Ia menjelaskan bahwa sebagian besar dana tersebut akan masuk ke dalam pos Penerimaan Negara Bukan Pajak (PNBP), sementara kontribusi dari sektor pajak hanya mencakup porsi kecil.
“Ini kan pasti PNBP ya, bukan pajak ya kalau gitu ya. Kita lihat, bagian itu PNBP mestinya sih. Sebagian mungkin pajak tapi sebagian kecil. Tapi yang jelas, uang saya lebih banyak lagi dibanding sebelumnya,” ungkap Purbaya kepada wartawan di Gedung Kejagung, Jakarta, Jumat (10/4/2026).
“Kita makin kaya itu dapat Rp 11 triliun lagi,” katanya menekankan sambil tersenyum lebar.
Menurutnya, tambahan dana tersebut dapat dimanfaatkan untuk membantu menutup defisit APBN sekaligus mendukung berbagai program prioritas pemerintah, termasuk sektor pendidikan dan penguatan lembaga.
“Bisa (menambal defisit). Atau kita bisa pakai untuk mungkin sebagian besar untuk program pembangunan yang kemarin kepotong mungkin. Termasuk untuk kejaksaan, termasuk sekolah, nanti sebagian juga untuk LPDP mungkin sebagian, tapi nggak banyak,” jelasnya.

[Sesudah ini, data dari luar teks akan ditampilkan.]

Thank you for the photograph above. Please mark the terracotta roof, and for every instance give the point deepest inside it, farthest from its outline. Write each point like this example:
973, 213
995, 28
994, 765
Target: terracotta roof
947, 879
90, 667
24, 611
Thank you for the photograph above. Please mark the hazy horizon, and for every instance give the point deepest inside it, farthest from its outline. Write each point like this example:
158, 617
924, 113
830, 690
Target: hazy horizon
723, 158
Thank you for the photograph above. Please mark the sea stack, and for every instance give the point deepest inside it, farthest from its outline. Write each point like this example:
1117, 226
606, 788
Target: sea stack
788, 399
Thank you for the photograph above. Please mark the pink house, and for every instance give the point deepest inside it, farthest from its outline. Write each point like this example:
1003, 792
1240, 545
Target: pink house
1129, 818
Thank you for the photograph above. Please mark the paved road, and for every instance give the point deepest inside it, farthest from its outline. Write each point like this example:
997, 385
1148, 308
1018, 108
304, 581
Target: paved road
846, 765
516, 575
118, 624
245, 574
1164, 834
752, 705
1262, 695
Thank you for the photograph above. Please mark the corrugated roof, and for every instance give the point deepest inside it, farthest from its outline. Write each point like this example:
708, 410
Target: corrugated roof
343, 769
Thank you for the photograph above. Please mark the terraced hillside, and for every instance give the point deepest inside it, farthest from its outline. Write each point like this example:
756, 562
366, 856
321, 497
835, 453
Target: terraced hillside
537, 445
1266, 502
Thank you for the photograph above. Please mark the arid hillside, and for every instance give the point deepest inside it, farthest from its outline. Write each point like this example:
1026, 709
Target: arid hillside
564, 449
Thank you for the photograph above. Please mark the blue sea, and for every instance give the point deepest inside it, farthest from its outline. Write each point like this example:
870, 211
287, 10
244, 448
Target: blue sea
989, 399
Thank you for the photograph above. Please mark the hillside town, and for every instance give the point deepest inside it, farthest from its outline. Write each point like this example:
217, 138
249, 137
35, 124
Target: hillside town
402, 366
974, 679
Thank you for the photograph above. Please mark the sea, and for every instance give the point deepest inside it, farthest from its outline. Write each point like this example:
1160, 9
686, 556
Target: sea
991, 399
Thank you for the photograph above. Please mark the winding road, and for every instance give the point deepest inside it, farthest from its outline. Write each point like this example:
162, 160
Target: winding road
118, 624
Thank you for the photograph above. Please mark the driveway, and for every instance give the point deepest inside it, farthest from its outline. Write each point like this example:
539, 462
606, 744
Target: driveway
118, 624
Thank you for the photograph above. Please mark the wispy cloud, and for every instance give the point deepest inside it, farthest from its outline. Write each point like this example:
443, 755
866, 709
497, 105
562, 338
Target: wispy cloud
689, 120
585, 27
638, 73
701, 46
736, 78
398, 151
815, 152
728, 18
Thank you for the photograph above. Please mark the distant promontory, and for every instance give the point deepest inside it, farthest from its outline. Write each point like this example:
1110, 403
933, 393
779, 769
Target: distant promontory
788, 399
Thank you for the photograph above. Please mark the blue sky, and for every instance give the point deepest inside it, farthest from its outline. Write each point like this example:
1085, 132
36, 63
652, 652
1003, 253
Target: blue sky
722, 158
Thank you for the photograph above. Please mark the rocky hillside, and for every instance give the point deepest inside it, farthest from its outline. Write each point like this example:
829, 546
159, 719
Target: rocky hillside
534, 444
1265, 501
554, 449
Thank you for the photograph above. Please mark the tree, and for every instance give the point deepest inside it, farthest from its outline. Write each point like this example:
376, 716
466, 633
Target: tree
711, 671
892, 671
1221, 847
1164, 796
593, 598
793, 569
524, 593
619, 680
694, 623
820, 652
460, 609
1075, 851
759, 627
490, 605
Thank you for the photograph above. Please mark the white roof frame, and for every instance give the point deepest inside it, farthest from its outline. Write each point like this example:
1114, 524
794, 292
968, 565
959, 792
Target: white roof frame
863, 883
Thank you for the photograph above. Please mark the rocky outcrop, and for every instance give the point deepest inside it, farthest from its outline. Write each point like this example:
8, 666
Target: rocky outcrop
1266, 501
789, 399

Sebagai informasi, total Rp 11,42 triliun yang diserahkan kepada negara berasal dari berbagai sumber. Di antaranya, denda administratif di bidang kehutanan sebesar Rp 7,23 triliun serta PNBP dari penanganan tindak pidana korupsi oleh Kejaksaan RI senilai Rp 1,96 triliun.
Selain itu, terdapat penerimaan dari setoran pajak sebesar Rp 967,77 miliar untuk periode Januari hingga April 2026, termasuk kontribusi dari PT Agrinas Palma Nusantara sebesar Rp 108,57 miliar pada 28 Februari 2026, serta PNBP dari denda lingkungan hidup senilai Rp 1,14 triliun.
Tak hanya dari sisi keuangan, Satuan Tugas Penertiban Kawasan Hutan (Satgas PKH) juga berhasil menguasai kembali kawasan hutan dalam skala luas. Dari sektor perkebunan sawit, lahan yang berhasil direbut kembali mencapai 5,88 juta hektar, sementara dari sektor pertambangan seluas 10.257 hektar.
Untuk kawasan hutan konservasi, total lahan yang diserahkan kepada Kementerian Kehutanan mencapai 254.780,12 hektar. Adapun lahan seluas 30.543,40 hektar disalurkan kepada sejumlah kementerian dan lembaga, termasuk Kementerian Keuangan, BPI Danantara, serta PT Agrinas Palma Nusantara.